# Q:  Does this ground wire have to be identified as green?



## jar546 (Jul 26, 2019)

You are looking at the transformer frame and XO to ground connection.  This is a 277/480-120/208 3ph customer owned 225 Kva pad mounted transformer that is fed from a separate service.  It is located outside on a concrete pad where it serves a large MDP in the same fenced in area.  Since this is not inside a building it does not connect to building steel but instead connects to earth and the structural steel of the pad and fencing that encloses it.
With all of that being said, was the electrician required to mark this ground with green tape?


----------



## Rick18071 (Jul 26, 2019)

A grounded Electrode Conductor or the bonding conductor to the fence needs no marking.


----------



## ADAguy (Jul 26, 2019)

If not, is one to then assume that hot feeds would be in conduit?


----------



## jar546 (Jul 26, 2019)

ADAguy said:


> If not, is one to then assume that hot feeds would be in conduit?



I'm not quite sure I understand what you mean.  We are talking about grounding only at this point.  Could you please clarify?


----------



## chris kennedy (Jul 26, 2019)

Hey Norm
What should I do with the extra duct seal and green tape???


----------



## jar546 (Jul 26, 2019)

chris kennedy said:


> Hey Norm
> What should I do with the extra duct seal and green tape???


Just don’t let Joe see that


----------



## ADAguy (Jul 26, 2019)

jar546 said:


> I'm not quite sure I understand what you mean.  We are talking about grounding only at this point.  Could you please clarify?



The use of color is to identify what it is, no?  A safety requirement?
 if every exposed conduit is the same color then how is one to differentiate exposed ground from, hot or neutral if all wires are in smooth conduit?


----------



## jar546 (Jul 26, 2019)

ADAguy said:


> The use of color is to identify what it is, no?  A safety requirement?
> if every exposed conduit is the same color then how is one to differentiate exposed ground from, hot or neutral if all wires are in smooth conduit?
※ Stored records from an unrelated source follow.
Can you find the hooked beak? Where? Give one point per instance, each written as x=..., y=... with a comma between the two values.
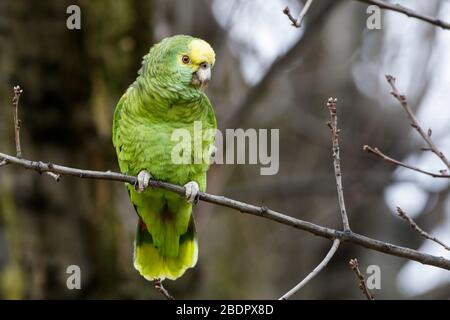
x=202, y=76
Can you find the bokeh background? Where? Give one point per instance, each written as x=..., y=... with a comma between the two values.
x=268, y=75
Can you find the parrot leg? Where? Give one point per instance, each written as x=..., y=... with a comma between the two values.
x=192, y=190
x=143, y=180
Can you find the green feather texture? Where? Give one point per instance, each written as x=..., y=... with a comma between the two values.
x=163, y=99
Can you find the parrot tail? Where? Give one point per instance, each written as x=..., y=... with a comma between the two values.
x=153, y=265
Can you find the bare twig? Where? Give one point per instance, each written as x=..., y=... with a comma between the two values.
x=361, y=281
x=380, y=154
x=410, y=13
x=316, y=270
x=159, y=286
x=298, y=22
x=426, y=136
x=243, y=207
x=245, y=106
x=332, y=104
x=17, y=92
x=402, y=214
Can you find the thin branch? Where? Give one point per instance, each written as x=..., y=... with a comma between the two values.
x=159, y=286
x=17, y=92
x=245, y=106
x=402, y=214
x=298, y=22
x=380, y=154
x=361, y=281
x=259, y=211
x=331, y=105
x=426, y=136
x=410, y=13
x=316, y=270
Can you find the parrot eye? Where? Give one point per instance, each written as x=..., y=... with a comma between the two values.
x=185, y=59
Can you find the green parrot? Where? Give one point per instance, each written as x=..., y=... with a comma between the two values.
x=167, y=96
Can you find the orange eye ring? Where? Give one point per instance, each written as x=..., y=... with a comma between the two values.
x=185, y=59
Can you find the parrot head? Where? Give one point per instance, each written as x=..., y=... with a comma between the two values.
x=180, y=61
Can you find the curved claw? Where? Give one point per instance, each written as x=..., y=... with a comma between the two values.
x=143, y=179
x=192, y=190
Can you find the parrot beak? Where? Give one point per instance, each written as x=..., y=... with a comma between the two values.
x=203, y=74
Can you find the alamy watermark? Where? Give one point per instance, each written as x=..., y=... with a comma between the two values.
x=74, y=279
x=373, y=22
x=237, y=146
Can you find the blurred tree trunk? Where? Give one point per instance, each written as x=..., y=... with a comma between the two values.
x=71, y=80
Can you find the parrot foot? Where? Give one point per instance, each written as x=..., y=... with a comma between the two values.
x=143, y=180
x=192, y=190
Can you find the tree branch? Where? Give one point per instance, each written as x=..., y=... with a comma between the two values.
x=402, y=214
x=17, y=92
x=410, y=13
x=332, y=124
x=316, y=270
x=243, y=207
x=383, y=156
x=414, y=123
x=361, y=281
x=298, y=22
x=245, y=106
x=159, y=286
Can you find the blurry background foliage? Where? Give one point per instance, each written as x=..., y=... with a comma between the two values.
x=73, y=79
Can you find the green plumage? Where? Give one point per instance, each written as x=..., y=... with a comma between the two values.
x=162, y=99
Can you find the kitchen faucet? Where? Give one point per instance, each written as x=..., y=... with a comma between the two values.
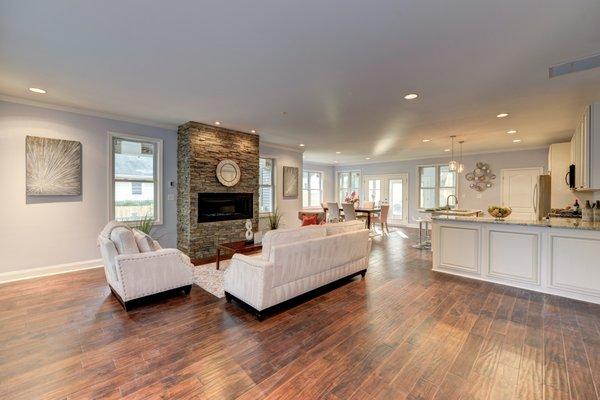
x=448, y=201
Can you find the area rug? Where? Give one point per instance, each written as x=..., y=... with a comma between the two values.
x=210, y=279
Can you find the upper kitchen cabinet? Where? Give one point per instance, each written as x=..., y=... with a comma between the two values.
x=585, y=149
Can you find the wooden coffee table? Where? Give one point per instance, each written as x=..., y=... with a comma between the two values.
x=237, y=247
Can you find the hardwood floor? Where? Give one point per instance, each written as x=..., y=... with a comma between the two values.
x=403, y=332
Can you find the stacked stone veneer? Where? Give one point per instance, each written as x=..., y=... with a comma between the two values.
x=200, y=148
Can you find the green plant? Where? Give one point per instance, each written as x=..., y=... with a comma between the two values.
x=274, y=219
x=145, y=224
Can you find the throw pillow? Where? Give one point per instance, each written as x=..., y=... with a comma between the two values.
x=144, y=241
x=309, y=220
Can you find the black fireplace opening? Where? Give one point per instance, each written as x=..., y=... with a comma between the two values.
x=224, y=206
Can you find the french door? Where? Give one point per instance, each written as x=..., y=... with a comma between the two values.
x=390, y=189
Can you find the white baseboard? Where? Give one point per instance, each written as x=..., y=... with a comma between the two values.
x=18, y=275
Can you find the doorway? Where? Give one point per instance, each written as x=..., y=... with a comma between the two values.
x=391, y=189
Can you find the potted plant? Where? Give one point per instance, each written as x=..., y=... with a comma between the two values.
x=146, y=224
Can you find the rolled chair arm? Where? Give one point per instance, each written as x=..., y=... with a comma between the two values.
x=144, y=274
x=247, y=278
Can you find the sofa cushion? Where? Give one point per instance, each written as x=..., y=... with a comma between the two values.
x=124, y=240
x=343, y=227
x=285, y=236
x=144, y=242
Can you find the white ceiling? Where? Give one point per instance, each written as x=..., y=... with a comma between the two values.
x=330, y=74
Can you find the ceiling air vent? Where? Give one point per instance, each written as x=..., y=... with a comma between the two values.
x=574, y=66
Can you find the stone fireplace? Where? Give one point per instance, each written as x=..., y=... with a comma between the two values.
x=221, y=219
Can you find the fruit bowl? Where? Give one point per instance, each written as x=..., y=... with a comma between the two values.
x=499, y=212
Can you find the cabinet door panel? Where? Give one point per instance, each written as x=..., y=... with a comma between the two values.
x=575, y=263
x=514, y=255
x=459, y=248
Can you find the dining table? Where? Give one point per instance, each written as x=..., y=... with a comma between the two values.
x=363, y=210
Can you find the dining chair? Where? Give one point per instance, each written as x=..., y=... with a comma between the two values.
x=349, y=212
x=382, y=218
x=333, y=211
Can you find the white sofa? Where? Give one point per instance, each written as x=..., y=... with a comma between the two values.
x=136, y=266
x=296, y=261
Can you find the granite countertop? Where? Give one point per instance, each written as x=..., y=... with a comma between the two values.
x=444, y=211
x=568, y=223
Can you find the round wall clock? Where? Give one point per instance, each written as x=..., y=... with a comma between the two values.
x=228, y=173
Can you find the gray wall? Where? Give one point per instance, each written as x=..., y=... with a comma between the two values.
x=50, y=231
x=288, y=207
x=468, y=198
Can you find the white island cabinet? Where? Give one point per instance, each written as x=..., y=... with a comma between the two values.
x=556, y=256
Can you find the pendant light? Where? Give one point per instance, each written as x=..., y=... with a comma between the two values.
x=452, y=165
x=461, y=166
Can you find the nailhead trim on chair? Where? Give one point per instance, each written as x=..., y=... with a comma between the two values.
x=125, y=297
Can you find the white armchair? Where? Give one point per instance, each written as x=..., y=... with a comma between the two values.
x=136, y=266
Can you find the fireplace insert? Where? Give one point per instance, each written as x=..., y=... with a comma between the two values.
x=224, y=206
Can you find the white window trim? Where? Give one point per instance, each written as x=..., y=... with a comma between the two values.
x=337, y=183
x=273, y=184
x=437, y=185
x=159, y=174
x=320, y=189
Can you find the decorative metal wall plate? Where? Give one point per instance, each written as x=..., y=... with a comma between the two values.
x=53, y=167
x=481, y=177
x=228, y=173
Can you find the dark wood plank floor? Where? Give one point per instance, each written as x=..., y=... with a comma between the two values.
x=403, y=332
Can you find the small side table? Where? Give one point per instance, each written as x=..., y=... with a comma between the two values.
x=237, y=247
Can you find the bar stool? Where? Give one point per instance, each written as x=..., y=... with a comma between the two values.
x=424, y=240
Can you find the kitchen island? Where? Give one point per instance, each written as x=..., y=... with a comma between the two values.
x=559, y=256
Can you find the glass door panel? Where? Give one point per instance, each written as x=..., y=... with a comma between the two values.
x=396, y=199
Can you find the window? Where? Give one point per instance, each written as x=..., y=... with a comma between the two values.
x=135, y=178
x=266, y=202
x=312, y=189
x=436, y=183
x=348, y=182
x=136, y=188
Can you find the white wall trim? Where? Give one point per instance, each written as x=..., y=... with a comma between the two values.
x=91, y=113
x=19, y=275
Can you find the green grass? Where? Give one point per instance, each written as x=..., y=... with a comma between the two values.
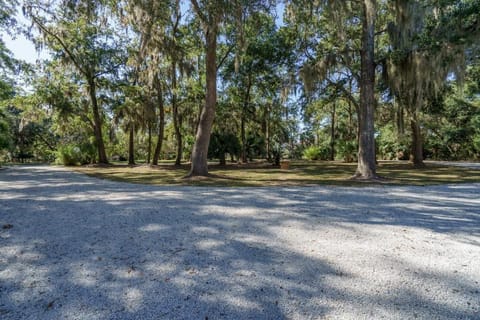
x=301, y=173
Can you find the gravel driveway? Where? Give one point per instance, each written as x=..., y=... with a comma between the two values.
x=74, y=247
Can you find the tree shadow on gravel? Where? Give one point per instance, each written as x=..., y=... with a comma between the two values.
x=82, y=248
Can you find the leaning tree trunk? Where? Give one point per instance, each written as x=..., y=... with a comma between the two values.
x=131, y=148
x=332, y=133
x=366, y=150
x=161, y=124
x=417, y=142
x=176, y=116
x=243, y=120
x=149, y=143
x=97, y=121
x=204, y=130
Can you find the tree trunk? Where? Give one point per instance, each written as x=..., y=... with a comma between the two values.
x=97, y=121
x=131, y=149
x=204, y=130
x=332, y=135
x=246, y=102
x=161, y=123
x=149, y=150
x=417, y=143
x=176, y=117
x=366, y=150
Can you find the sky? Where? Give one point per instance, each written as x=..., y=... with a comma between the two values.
x=23, y=49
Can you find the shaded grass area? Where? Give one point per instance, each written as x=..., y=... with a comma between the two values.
x=263, y=174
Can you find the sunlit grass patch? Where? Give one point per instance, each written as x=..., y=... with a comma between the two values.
x=301, y=173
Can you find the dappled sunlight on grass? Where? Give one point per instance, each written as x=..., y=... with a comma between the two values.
x=260, y=174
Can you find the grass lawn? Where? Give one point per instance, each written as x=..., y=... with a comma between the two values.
x=300, y=173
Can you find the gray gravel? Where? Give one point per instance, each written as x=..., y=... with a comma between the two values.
x=74, y=247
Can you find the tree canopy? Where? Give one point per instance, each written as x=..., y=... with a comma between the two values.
x=197, y=80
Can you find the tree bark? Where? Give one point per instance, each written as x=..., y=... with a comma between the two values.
x=243, y=120
x=366, y=150
x=176, y=116
x=417, y=142
x=200, y=149
x=131, y=149
x=149, y=143
x=97, y=121
x=332, y=134
x=161, y=123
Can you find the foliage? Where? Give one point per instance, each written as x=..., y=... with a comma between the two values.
x=221, y=143
x=316, y=153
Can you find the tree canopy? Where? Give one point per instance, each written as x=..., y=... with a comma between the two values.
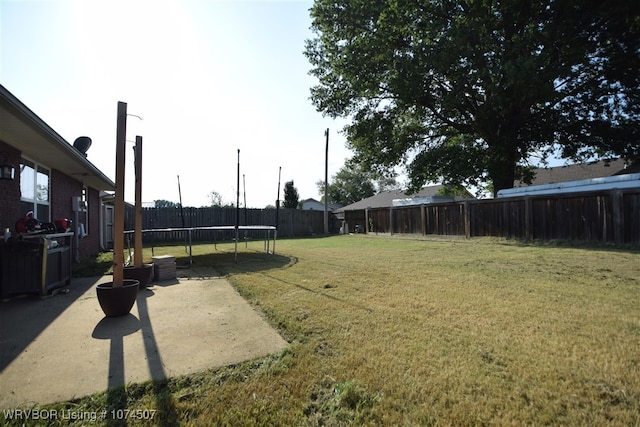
x=471, y=91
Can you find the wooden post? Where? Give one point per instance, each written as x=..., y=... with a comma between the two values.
x=618, y=217
x=118, y=226
x=528, y=218
x=137, y=234
x=366, y=221
x=326, y=185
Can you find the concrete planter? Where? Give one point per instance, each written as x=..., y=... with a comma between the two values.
x=117, y=300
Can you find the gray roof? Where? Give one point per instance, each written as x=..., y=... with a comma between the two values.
x=385, y=199
x=579, y=171
x=25, y=131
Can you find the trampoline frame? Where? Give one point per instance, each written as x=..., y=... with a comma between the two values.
x=267, y=238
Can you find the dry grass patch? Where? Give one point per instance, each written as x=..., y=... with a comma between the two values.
x=397, y=331
x=458, y=331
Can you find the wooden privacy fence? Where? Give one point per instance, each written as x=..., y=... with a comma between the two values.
x=291, y=222
x=607, y=216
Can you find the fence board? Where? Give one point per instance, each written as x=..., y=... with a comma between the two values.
x=604, y=216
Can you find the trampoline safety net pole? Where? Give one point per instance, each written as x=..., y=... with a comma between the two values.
x=237, y=208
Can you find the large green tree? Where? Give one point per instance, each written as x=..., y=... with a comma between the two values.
x=469, y=91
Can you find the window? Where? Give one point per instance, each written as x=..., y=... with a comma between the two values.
x=34, y=190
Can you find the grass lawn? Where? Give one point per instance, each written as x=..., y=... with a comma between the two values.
x=436, y=331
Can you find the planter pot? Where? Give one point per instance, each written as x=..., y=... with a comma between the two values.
x=118, y=300
x=141, y=274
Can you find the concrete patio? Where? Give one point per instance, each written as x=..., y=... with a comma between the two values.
x=62, y=347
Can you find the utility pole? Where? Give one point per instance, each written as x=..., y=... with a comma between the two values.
x=326, y=184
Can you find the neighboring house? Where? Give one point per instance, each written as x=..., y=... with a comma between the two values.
x=52, y=178
x=314, y=205
x=594, y=176
x=429, y=194
x=580, y=171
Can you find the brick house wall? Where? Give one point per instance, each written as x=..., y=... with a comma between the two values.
x=62, y=188
x=9, y=190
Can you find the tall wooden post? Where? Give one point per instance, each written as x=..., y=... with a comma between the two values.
x=326, y=184
x=118, y=226
x=137, y=237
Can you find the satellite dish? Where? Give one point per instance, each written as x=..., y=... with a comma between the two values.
x=82, y=144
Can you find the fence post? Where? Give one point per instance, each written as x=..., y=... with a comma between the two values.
x=528, y=218
x=618, y=217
The photo does not show any conduit, just the wire coming out of the transformer and going to ground.  During inspection, it is obvious what this wire is because everything is open and we can see all connections.  You would or should I say shouldn't see any wires that go to a transformer other than POCO transformers.  All ungrounded and grounded conductors entering and leaving a transformer will be concealed in conduit and not be seen from the outside.


----------



## steveray (Jul 30, 2019)

It should be able to be bare or green....Skin it or tape it...


----------



## chris kennedy (Jul 30, 2019)

Bare, fine.
Green, I disagree.

Although we all see Grounding Electrode Conductors taped green all the time, 250.119 reserves green for Equipment Grounding Conductors.


----------



## steveray (Jul 31, 2019)

GEC, EGC....whatever....lol....Wasn't thinking on that one...Is it technically a violation if there is no EGC at that point?

I had a guy that did a AL to Cu termination repair job at some condos and he did all of the EGC's in black....That's what I was thinking of....


----------



## Pcinspector1 (Jul 31, 2019)

Looks like a trip hazard to me, probably needs a sign at 100 yards saying "Caution, Trip Hazard Ahead!" or "Vorsicht!"
or a couple of bollards painted bright yellow.

Most of the grounding I have seen on a generator install has the GE with rod inside the generator door area, ground rod is usually on the plans when pouring the slab.


----------